Waldeyer[407] notices this tissue in the dog, cat, and calf. The following is a free translation of what he says, (p. 141):—“In a full grown but young dog, with numerous ripe follicles, there were present in the vascular zone of the ovary numerous branched elongated small columns (Schläuche) of epithelial cells, between which ran blood-vessels. They were only separated from the egg columns of the cortical layer by a row of large follicles. There can be no doubt that we have here remains of the sexual part of the Wolffian body—the canals of the parovarium—which in the female sex have developed themselves to an extraordinary extent into the stroma of the sexual gland, and perhaps are even to be regarded as homologues of the seminiferous tubules (the italics are my own). I have almost always found the above condition in the dog, only in old animals these seminiferous canals seem gradually to atrophy. Similar columns are present in the cat, only they do not appear to grow so far into the stroma.” Identical structures are also described in the calf.

Romiti gives a very similar description to Waldeyer of these bodies in the dog[408]. Born also describes this tissue in young and embryonic ovaries of the horse as the Keimlager[409]. The columns described by Kölliker[410] and believed by him to furnish the follicular epithelium, are undoubtedly my tubuliferous tissue, and, as Kölliker himself points out, are formed of the same tissue as that described by Waldeyer.

Egli gives a very clear and accurate description of this tissue, though he apparently denies its relation with the Wolffian body.
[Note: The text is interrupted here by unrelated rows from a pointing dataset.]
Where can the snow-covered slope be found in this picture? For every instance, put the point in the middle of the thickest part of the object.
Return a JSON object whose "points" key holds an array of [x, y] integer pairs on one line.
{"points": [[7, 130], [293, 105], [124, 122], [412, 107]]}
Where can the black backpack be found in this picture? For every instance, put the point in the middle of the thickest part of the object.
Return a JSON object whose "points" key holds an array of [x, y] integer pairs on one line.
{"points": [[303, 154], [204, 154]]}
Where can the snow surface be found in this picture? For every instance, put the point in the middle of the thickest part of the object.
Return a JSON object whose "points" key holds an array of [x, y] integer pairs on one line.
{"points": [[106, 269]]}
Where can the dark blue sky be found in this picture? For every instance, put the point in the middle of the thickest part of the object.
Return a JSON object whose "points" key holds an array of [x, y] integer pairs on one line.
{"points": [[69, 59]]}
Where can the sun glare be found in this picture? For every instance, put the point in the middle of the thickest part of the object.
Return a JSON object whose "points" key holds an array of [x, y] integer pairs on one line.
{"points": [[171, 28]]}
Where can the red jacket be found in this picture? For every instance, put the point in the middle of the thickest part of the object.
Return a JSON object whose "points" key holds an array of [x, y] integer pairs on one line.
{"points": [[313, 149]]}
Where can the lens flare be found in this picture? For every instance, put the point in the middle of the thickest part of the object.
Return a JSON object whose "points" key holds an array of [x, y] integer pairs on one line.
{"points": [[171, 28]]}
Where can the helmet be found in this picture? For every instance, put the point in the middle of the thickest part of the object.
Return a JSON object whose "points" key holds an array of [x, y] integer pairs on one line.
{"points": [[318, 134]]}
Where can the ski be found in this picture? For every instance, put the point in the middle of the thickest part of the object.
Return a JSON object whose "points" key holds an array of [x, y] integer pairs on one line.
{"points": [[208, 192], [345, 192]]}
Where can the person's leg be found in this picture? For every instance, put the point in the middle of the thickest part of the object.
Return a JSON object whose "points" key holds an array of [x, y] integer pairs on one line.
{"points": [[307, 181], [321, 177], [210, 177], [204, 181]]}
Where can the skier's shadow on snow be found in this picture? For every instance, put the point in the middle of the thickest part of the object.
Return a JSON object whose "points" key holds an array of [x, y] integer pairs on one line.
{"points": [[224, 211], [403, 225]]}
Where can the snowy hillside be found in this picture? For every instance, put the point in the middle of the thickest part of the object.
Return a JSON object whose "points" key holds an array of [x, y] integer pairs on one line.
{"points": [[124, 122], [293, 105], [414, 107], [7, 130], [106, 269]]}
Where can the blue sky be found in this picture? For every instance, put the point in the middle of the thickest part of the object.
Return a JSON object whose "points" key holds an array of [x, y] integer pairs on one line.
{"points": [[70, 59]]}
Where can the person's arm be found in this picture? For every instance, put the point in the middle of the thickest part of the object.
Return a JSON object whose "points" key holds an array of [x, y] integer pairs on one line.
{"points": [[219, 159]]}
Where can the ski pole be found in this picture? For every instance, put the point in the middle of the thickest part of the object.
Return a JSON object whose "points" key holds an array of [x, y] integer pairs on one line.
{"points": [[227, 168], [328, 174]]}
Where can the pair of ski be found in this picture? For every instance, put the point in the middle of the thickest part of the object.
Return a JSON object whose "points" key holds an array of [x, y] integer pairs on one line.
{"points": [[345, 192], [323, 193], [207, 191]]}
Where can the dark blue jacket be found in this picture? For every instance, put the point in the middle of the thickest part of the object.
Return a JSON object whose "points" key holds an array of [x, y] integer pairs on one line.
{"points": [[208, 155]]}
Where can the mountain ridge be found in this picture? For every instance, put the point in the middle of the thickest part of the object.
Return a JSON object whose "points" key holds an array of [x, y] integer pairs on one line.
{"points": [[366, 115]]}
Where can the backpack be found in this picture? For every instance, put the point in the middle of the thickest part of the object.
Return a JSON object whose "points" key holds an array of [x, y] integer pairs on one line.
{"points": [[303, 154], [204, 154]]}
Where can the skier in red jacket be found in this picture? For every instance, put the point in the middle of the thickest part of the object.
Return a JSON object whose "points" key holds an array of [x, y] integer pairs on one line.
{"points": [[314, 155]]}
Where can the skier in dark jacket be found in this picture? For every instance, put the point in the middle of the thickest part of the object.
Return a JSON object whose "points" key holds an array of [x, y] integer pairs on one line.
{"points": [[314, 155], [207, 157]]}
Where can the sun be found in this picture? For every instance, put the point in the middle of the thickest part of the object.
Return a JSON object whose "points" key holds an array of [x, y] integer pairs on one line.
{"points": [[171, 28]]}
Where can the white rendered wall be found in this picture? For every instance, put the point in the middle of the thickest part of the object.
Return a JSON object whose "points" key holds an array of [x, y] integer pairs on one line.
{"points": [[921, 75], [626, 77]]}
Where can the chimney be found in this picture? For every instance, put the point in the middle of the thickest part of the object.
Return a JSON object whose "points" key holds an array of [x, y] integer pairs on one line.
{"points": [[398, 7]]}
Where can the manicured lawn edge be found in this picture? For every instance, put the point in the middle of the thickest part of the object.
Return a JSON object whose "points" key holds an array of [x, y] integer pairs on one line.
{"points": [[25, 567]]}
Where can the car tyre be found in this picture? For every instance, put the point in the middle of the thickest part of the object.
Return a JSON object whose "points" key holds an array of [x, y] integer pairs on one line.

My own interpretation of the tissue accords with that of Waldeyer. In addition to the rabbit, I have observed it in the dog, cat, and sheep. In all these forms I find that close to the attachment of the ovary, and sometimes well within it, a fair number of distinct canals with a large lumen are present, which are probably to be distinguished from the solid epithelial columns. Such large canals are not as a rule present in the rabbit. In the dog solid columns are present in the embryo, but later they appear frequently to acquire a tubular form, and a lumen. Probably there are great variations in the development of the tissue, since in the cat (not as Waldeyer did in the dog) I have found it most developed.